= Chivalry & Sorcery Sourcebook 2 =

Fantasy role-playing game supplement

Chivalry & Sorcery Sourcebook 2 is a supplement published by Fantasy Games Unlimited in 1981 for the fantasy role-playing game Chivalry & Sorcery.

==Contents==
Chivalry & Sorcery Sourcebook 2 is a 52-page softcover book that is divided into five sections:
1. Doors, locks and methods for breaking or picking them.
2. Blacksmiths, weapons and armor, both magical and non-magical
3. Spells available to non-player character mages based on their vocation
4. Forty magic items
5. Strategic combat and naval combat system

==Publication history==
After the publication of the first fantasy role-playing game, Dungeons & Dragons in 1974, many rival game systems soon appeared in the market, including Tunnels & Trolls, White Bear and Red Moon, and in 1977, FGU's complex Chivalry & Sorcery. The following year, FGU followed up with Chivalry & Sorcery Sourcebook. This was followed by Chivalry & Sorcery Sourcebook 2 in 1981, a 52-page softcover book designed by Wes Ives, Phillip McGregor, and Edward E. Simbalist, with cover art by Bob Charrette, and interior art by Mike Gilbert.

==Reception==
In Issue 48 of The Space Gamer Ronald Pehr commented "Any dissatisfaction with Sourcebook 2 is a mere quibble. If you play C&S, Sourcebook 2 will markedly enhance your game. If you don't, it has limited utility."

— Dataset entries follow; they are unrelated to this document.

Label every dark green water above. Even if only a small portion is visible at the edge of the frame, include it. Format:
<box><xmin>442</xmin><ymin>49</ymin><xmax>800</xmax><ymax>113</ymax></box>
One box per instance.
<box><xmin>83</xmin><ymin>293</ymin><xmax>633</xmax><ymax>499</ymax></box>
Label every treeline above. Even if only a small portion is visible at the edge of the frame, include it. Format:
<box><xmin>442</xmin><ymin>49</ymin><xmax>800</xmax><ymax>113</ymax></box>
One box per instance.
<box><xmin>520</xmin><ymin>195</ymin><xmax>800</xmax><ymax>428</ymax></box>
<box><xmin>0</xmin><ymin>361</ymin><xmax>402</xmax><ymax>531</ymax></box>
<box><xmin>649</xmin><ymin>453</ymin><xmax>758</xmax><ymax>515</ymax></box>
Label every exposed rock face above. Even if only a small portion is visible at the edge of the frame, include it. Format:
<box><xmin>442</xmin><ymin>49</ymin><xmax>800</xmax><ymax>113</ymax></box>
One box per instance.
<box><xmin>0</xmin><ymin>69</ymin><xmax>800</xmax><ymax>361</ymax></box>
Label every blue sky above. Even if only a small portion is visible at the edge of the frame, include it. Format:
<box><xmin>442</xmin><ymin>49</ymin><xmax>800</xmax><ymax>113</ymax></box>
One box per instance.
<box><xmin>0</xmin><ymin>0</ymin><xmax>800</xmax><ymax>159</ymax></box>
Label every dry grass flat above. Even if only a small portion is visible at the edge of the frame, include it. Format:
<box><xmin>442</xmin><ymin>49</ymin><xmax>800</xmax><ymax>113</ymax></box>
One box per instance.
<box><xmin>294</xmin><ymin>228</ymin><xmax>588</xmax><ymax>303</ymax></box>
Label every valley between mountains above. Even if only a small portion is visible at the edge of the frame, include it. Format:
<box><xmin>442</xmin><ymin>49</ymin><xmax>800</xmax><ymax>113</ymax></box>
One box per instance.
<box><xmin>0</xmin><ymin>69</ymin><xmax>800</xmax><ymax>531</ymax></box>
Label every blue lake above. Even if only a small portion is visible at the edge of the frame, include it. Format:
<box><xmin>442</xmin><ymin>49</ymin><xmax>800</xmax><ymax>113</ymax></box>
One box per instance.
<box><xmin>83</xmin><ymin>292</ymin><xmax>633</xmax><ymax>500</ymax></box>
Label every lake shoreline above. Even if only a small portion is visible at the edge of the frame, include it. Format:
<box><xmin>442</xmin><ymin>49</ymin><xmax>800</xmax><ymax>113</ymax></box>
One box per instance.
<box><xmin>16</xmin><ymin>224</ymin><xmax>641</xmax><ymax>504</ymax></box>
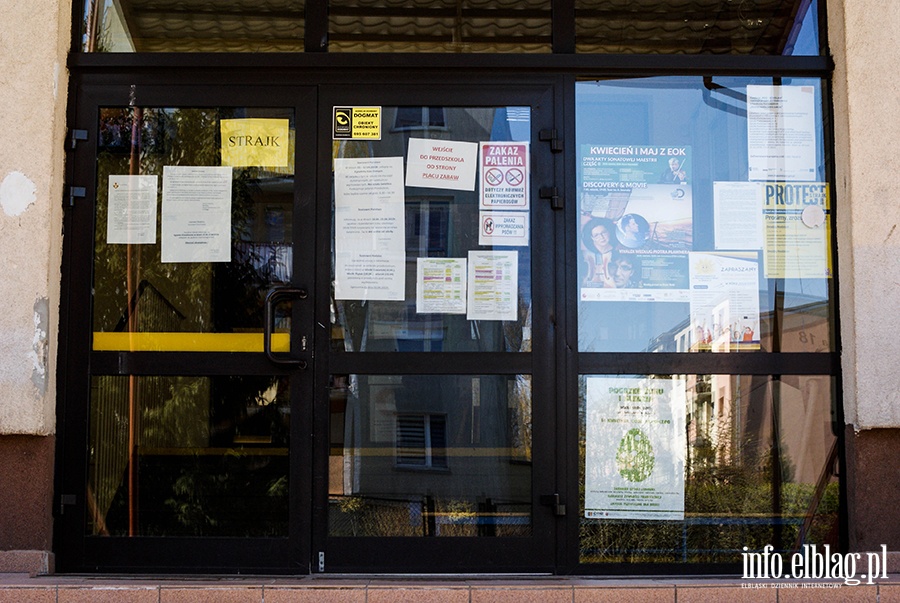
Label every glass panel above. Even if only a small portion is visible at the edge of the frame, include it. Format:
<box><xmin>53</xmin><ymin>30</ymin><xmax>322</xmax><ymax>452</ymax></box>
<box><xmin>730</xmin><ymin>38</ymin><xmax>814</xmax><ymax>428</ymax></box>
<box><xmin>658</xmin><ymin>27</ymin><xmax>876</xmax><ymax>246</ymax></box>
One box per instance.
<box><xmin>328</xmin><ymin>375</ymin><xmax>532</xmax><ymax>536</ymax></box>
<box><xmin>579</xmin><ymin>375</ymin><xmax>839</xmax><ymax>563</ymax></box>
<box><xmin>86</xmin><ymin>376</ymin><xmax>290</xmax><ymax>537</ymax></box>
<box><xmin>328</xmin><ymin>0</ymin><xmax>552</xmax><ymax>53</ymax></box>
<box><xmin>331</xmin><ymin>107</ymin><xmax>531</xmax><ymax>352</ymax></box>
<box><xmin>82</xmin><ymin>0</ymin><xmax>305</xmax><ymax>52</ymax></box>
<box><xmin>573</xmin><ymin>77</ymin><xmax>835</xmax><ymax>352</ymax></box>
<box><xmin>575</xmin><ymin>0</ymin><xmax>820</xmax><ymax>56</ymax></box>
<box><xmin>93</xmin><ymin>108</ymin><xmax>294</xmax><ymax>351</ymax></box>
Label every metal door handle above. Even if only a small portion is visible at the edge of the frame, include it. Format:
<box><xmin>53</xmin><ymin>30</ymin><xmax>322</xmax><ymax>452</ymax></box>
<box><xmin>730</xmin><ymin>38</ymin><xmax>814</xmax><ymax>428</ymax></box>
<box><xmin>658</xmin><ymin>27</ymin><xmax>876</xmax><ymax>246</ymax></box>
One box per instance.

In Issue 22 of Different Worlds, Patrick Amory noted "The Sourcebook 2 is, unlike the Sourcebook, of use only to C&S GMs, to whom it could prove very useful despite its relatively steep price [...] I have found it very handy, but its predecessor is far superior."

In Issue 26 of Abyss, Eric Olson especially liked the sections on locks and strategic mass combat. Olson concluded, "Standing on its own, the book is very useful. If you have C&S it can really be valuable."